I am trying to create an RSS feed that contains recently updated and newly created content items (of a certain content type). Of course there are many technical obstacles surrounding this issue. Leaving the other issues aside, there is one problem I can’t seem to find a solution to:

A handful of these content items exist in more than one folder of the site, by way of copy, then past as link. The following JSR-170 query is what I am using to find the content items:

SELECT rx:sys_contentid, rx:sys_folderid FROM rx:CLTTopic

When I run this in the Query debugger, I also add the rx:displaytitle, just to help me distinguish between them, but I can clearly see two content items, with the same title, same contentid, and different folders. I need to find a way to filter those items from the results, so I only get one instance of the content item.

Some ideas that I tried that didn’t work:

I tried to use SQL-like keywords such as distinct or group by. These did not work.
I tried to discover what fields are available by using describe, and show fields, these also failed.
doing a ‘select * from rx:CLTTopic’ shows me the fields available, but none of them seem to be related to the content item’s status as far as being a linked item rather than the real item.

So does anyone know how I can identify and remove those “linked” items, or how to group results by the contentid?

Thanks,
-Jason

When you find out, let me know. I’m having the same problem. There doesn’t seem to be a good online reference for JSR-170 queries either…

Hi Jason

You have couple of options, first you can use jcr:path in your jsr query to restrict the folders it searches on eg

SELECT rx:sys_contentid, rx:sys_folderid FROM rx:CLTTopic WHERE jcr:path like '//Site/yoursite%'

you can also add further conditions to the jsr query to limit the folders searched on:

SELECT rx:sys_contentid, rx:sys_folderid FROM rx:CLTTopic WHERE jcr:path like '//Site/yoursite%' AND NOT jcr:path LIKE '//Site/yoursite/specificfolder%'

Failing that you will have to write a custom slot which doesn’t display the duplicate content reference. eg

		#set($contentidfield = "")
		
		#initslot("auto_index_slot" $slotparams)
			#if($sys.currentslot.relresults.size() > 0)
				#set($contentid = "")

				#foreach( $relresult in $sys.currentslot.relresults )
					#set($contentid = $relresult.Node.getProperty("rx:sys_contentid").String)
					
					#if($contentidfield != $contentid)
						$rx.doc.extractBody($relresult)
						#set($contentidfield = $contentid)
					#end

				#end
			#end
		#endslot("auto_index_slot")

You will have to order by the contentid to make sure the content items are grouped together.

Cheers
James

Hello Jason,

Where are you using the JSR query?

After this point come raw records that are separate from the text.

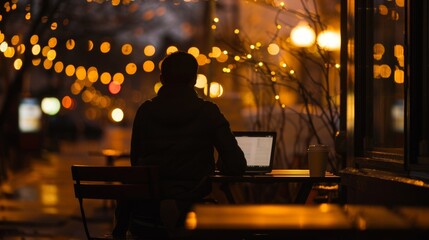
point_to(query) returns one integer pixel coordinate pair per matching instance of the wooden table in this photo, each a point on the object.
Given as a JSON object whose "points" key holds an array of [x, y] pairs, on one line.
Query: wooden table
{"points": [[324, 221], [110, 155], [301, 176]]}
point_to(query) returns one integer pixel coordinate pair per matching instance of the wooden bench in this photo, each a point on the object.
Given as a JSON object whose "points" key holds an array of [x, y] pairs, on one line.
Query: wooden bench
{"points": [[114, 182]]}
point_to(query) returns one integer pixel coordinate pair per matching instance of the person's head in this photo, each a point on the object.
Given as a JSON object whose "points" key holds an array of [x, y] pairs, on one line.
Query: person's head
{"points": [[179, 68]]}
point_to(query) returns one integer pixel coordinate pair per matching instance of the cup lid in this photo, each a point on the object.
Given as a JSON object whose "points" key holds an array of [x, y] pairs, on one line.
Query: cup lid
{"points": [[317, 147]]}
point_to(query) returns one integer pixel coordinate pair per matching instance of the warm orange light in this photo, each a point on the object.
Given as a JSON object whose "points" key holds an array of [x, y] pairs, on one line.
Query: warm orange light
{"points": [[114, 88]]}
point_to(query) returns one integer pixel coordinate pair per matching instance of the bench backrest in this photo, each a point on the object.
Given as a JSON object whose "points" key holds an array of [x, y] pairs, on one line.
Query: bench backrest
{"points": [[114, 182]]}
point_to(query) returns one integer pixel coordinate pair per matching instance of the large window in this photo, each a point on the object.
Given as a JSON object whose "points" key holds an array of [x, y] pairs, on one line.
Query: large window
{"points": [[391, 84]]}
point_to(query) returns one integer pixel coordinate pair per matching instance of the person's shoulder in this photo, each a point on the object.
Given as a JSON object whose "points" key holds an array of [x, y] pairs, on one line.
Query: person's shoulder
{"points": [[210, 105]]}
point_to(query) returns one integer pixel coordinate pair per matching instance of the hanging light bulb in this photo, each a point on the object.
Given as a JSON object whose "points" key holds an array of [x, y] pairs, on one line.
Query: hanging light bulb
{"points": [[302, 35], [329, 40]]}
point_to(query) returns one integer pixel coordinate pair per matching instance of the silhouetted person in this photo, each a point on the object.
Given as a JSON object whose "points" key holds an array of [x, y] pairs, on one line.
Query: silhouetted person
{"points": [[178, 131]]}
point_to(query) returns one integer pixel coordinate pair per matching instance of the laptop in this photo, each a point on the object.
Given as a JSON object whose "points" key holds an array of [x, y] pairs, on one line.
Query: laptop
{"points": [[258, 148]]}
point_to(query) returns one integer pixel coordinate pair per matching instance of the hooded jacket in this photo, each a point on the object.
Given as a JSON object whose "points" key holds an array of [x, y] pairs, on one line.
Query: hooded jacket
{"points": [[178, 131]]}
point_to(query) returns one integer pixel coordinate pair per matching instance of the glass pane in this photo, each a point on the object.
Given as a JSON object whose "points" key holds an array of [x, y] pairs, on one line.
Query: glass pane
{"points": [[388, 80]]}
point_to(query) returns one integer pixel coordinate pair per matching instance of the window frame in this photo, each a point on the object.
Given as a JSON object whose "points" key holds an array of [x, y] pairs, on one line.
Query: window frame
{"points": [[358, 18]]}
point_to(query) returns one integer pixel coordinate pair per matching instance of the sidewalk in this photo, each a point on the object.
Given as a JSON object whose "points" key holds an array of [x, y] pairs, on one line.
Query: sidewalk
{"points": [[38, 202]]}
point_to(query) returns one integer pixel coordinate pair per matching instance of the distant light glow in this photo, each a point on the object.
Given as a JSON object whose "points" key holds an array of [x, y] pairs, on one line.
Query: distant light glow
{"points": [[117, 115], [29, 115], [302, 35], [273, 49], [114, 88], [329, 40], [201, 81], [149, 50]]}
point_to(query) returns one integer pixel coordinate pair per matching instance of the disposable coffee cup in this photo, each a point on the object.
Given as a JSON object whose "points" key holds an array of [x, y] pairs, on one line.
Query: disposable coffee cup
{"points": [[317, 160]]}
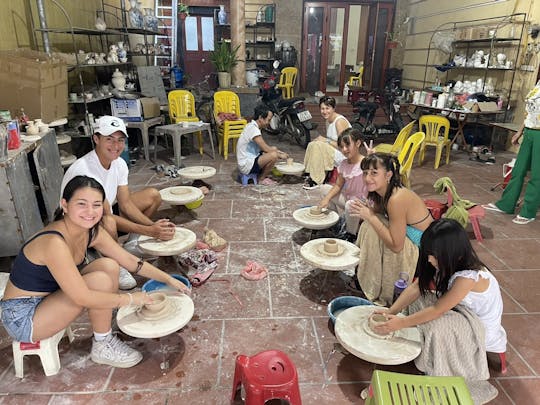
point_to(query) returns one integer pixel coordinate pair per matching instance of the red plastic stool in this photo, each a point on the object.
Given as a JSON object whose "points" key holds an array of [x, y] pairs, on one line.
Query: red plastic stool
{"points": [[265, 376]]}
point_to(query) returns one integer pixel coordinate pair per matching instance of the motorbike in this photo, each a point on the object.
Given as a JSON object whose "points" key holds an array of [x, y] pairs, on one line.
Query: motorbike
{"points": [[290, 116]]}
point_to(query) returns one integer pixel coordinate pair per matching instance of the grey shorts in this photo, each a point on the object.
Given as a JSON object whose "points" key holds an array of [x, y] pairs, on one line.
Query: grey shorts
{"points": [[17, 317]]}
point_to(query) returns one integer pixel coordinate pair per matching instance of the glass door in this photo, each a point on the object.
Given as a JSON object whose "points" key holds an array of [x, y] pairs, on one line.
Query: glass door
{"points": [[341, 40]]}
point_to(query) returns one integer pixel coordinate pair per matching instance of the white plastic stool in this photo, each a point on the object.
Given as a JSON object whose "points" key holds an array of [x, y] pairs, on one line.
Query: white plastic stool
{"points": [[46, 349]]}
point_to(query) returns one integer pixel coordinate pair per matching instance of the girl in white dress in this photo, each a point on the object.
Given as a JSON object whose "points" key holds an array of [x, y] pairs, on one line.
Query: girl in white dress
{"points": [[448, 264]]}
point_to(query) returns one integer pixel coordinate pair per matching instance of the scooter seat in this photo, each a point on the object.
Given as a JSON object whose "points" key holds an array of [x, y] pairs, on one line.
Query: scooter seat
{"points": [[289, 101]]}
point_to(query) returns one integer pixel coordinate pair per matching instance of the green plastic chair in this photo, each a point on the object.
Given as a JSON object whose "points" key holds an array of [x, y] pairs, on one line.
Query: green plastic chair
{"points": [[396, 389]]}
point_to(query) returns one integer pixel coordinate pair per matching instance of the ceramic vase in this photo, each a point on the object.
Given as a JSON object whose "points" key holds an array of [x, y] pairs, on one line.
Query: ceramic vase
{"points": [[119, 80], [222, 16]]}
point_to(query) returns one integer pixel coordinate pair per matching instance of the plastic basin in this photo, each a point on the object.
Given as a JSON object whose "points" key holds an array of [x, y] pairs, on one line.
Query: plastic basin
{"points": [[340, 304], [152, 285]]}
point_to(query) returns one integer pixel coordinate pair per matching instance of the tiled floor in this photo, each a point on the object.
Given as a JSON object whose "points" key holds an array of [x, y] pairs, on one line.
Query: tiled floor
{"points": [[284, 311]]}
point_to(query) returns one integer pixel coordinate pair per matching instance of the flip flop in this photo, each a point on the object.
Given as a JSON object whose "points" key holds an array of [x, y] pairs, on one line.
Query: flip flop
{"points": [[492, 207], [199, 279], [522, 220]]}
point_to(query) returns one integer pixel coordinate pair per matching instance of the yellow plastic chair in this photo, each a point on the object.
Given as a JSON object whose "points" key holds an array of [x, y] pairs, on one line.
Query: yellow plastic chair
{"points": [[356, 80], [287, 80], [228, 102], [396, 388], [182, 109], [433, 125], [406, 156], [398, 143]]}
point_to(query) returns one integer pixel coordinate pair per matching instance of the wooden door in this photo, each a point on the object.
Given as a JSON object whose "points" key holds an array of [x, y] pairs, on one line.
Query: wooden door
{"points": [[197, 33]]}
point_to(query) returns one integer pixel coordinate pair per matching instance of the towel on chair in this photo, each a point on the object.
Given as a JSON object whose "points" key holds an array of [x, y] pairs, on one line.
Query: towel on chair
{"points": [[455, 345], [459, 207], [319, 158]]}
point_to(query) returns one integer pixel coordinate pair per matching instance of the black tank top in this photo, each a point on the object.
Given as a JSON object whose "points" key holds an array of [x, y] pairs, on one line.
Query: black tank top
{"points": [[33, 277]]}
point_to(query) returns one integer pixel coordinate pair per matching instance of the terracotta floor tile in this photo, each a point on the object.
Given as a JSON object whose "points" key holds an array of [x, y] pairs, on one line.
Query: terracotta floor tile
{"points": [[523, 332]]}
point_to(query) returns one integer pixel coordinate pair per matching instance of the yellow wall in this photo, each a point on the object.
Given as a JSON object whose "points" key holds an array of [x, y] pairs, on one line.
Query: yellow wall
{"points": [[432, 15]]}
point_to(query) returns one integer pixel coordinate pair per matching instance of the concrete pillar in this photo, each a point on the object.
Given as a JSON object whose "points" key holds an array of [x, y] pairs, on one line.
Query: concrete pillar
{"points": [[238, 37]]}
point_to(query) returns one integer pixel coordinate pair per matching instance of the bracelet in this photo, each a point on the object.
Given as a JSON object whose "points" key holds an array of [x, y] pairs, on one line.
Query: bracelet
{"points": [[139, 266]]}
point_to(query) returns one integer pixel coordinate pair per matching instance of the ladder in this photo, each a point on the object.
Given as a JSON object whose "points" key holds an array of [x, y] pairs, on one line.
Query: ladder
{"points": [[166, 11]]}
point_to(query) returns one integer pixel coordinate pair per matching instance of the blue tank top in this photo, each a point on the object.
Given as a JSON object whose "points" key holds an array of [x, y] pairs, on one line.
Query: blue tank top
{"points": [[33, 277]]}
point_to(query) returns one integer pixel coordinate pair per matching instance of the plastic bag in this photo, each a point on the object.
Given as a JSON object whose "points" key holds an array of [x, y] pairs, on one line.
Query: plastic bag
{"points": [[444, 40]]}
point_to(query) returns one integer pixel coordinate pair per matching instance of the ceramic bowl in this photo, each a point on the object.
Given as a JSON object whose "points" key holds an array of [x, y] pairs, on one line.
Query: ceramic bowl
{"points": [[340, 304], [153, 285]]}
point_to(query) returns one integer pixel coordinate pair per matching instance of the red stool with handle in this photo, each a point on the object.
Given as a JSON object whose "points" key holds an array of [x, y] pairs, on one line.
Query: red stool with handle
{"points": [[265, 376]]}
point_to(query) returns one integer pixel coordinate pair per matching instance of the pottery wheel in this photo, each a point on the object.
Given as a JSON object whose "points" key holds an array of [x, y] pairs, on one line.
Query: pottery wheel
{"points": [[180, 195], [350, 331], [175, 315], [295, 169], [307, 220], [312, 252], [197, 172], [183, 240]]}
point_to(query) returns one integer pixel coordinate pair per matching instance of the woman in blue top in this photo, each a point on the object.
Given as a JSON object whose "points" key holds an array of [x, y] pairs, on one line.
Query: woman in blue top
{"points": [[394, 218], [51, 282]]}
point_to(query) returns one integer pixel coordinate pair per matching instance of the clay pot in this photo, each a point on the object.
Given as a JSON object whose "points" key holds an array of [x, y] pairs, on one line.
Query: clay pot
{"points": [[159, 301], [331, 246], [376, 320]]}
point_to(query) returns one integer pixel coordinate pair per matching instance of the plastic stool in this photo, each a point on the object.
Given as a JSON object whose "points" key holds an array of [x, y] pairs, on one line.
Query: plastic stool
{"points": [[265, 376], [46, 349], [244, 178]]}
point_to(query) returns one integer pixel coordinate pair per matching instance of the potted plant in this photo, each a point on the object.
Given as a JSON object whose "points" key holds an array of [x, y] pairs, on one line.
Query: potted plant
{"points": [[183, 11], [224, 58]]}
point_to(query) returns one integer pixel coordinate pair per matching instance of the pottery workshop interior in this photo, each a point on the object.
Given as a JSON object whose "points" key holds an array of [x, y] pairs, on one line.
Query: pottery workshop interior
{"points": [[269, 202]]}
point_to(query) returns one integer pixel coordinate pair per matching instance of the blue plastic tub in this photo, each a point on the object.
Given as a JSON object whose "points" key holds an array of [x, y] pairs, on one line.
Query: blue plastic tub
{"points": [[152, 285], [340, 304]]}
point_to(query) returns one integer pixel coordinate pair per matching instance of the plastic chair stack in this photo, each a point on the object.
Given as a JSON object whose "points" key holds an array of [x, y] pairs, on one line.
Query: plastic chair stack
{"points": [[265, 376], [432, 126], [406, 156], [228, 102], [395, 388], [287, 80], [182, 109], [398, 143]]}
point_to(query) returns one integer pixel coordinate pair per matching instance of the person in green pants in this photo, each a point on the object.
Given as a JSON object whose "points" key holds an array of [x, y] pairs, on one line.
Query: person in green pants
{"points": [[528, 159]]}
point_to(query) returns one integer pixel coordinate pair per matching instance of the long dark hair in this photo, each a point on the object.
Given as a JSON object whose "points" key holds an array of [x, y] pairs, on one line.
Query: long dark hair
{"points": [[389, 163], [447, 241], [76, 183]]}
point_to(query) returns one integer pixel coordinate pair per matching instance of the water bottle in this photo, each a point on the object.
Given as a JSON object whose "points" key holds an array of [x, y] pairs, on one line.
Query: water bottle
{"points": [[400, 285]]}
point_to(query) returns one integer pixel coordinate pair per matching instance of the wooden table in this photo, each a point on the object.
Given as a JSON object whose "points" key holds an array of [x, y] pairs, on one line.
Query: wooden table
{"points": [[177, 130], [461, 117]]}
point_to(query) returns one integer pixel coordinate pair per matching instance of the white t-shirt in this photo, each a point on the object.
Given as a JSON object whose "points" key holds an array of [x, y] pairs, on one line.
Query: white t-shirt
{"points": [[89, 165], [247, 149]]}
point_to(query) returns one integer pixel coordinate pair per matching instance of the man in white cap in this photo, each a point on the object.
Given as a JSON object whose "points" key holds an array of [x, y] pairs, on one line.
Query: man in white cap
{"points": [[135, 209]]}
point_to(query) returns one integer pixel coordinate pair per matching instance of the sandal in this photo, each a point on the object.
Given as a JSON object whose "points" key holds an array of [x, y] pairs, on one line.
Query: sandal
{"points": [[200, 278], [492, 207], [522, 220]]}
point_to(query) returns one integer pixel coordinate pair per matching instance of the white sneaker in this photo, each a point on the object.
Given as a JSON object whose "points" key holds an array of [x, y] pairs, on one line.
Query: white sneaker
{"points": [[126, 280], [113, 352]]}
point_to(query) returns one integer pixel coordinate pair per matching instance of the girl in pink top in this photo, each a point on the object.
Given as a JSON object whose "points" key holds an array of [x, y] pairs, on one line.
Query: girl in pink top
{"points": [[350, 182]]}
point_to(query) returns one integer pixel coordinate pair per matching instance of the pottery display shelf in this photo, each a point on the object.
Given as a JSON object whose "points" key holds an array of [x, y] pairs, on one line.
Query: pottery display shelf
{"points": [[291, 168], [352, 331], [197, 172], [141, 322]]}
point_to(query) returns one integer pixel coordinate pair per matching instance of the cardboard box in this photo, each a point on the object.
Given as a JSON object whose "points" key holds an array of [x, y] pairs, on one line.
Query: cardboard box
{"points": [[33, 81], [135, 110]]}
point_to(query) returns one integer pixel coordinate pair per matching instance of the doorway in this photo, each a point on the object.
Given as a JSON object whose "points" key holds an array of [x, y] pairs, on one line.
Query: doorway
{"points": [[340, 40]]}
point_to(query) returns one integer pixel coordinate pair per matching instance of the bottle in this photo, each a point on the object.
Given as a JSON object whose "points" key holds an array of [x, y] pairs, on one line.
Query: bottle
{"points": [[400, 285]]}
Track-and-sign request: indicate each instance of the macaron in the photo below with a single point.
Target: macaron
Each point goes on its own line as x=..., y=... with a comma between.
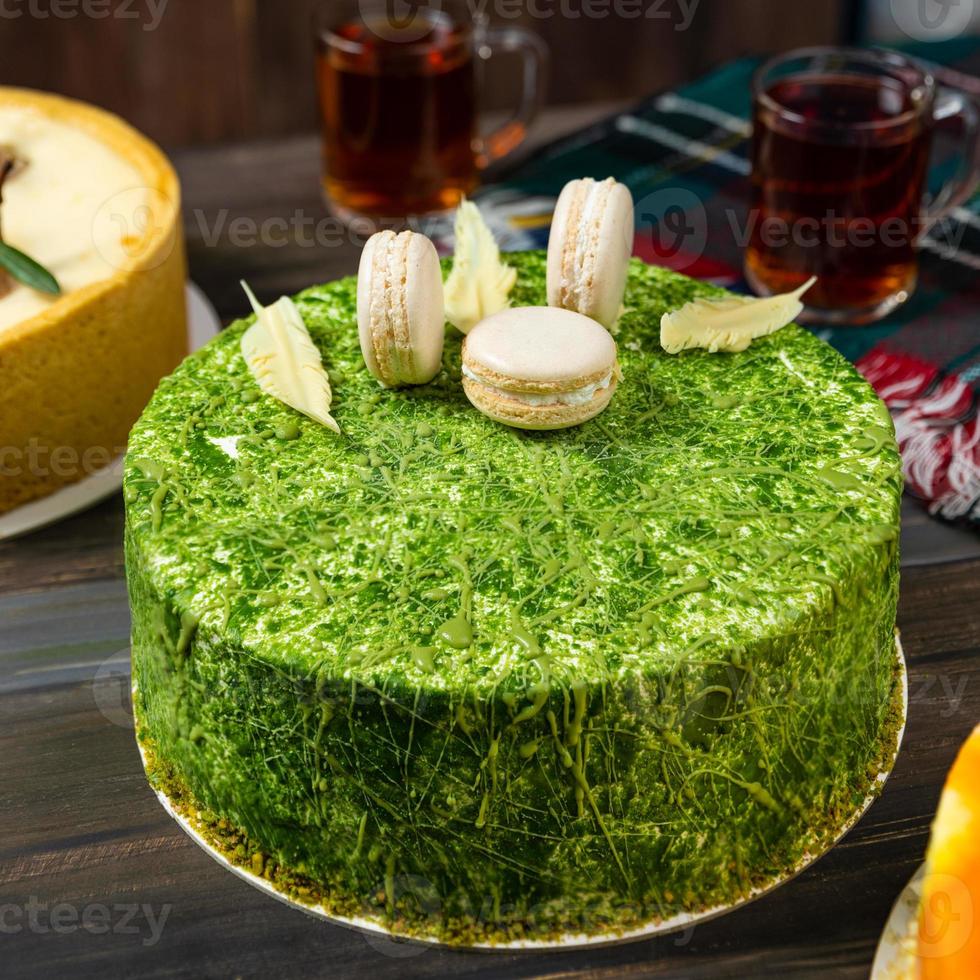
x=589, y=248
x=400, y=316
x=538, y=367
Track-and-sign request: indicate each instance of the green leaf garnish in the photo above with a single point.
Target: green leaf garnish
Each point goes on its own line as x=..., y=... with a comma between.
x=24, y=269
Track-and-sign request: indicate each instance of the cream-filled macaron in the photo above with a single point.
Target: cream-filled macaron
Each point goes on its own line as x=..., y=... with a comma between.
x=400, y=308
x=537, y=367
x=589, y=248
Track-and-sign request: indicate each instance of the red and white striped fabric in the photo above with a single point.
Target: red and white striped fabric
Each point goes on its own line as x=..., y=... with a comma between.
x=938, y=430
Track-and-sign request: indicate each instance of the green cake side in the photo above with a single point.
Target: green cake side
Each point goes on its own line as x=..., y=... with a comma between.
x=484, y=684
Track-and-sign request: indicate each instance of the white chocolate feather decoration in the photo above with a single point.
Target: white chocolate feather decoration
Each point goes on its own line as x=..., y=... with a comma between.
x=284, y=360
x=729, y=324
x=479, y=282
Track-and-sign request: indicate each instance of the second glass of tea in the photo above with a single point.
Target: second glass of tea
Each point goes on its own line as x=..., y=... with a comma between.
x=398, y=87
x=840, y=154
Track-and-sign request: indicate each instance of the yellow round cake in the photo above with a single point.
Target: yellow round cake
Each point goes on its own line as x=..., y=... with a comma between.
x=97, y=205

Are you using it for publishing the items or for some other purpose?

  • Ravi

As you’ve already discovered, the DISTINCT keyword doesn’t exist in JCR Queries.

The only way to remove the duplicates in the query is to omit the sys_folderid column. If you select only the content id, you will get only one row per item.

Do you need the folder id for something in the process (e.g. you want to publish the folder path)?

If it is not practical, then Jimbo’s suggestion (the custom slot) seems best to me.

Dave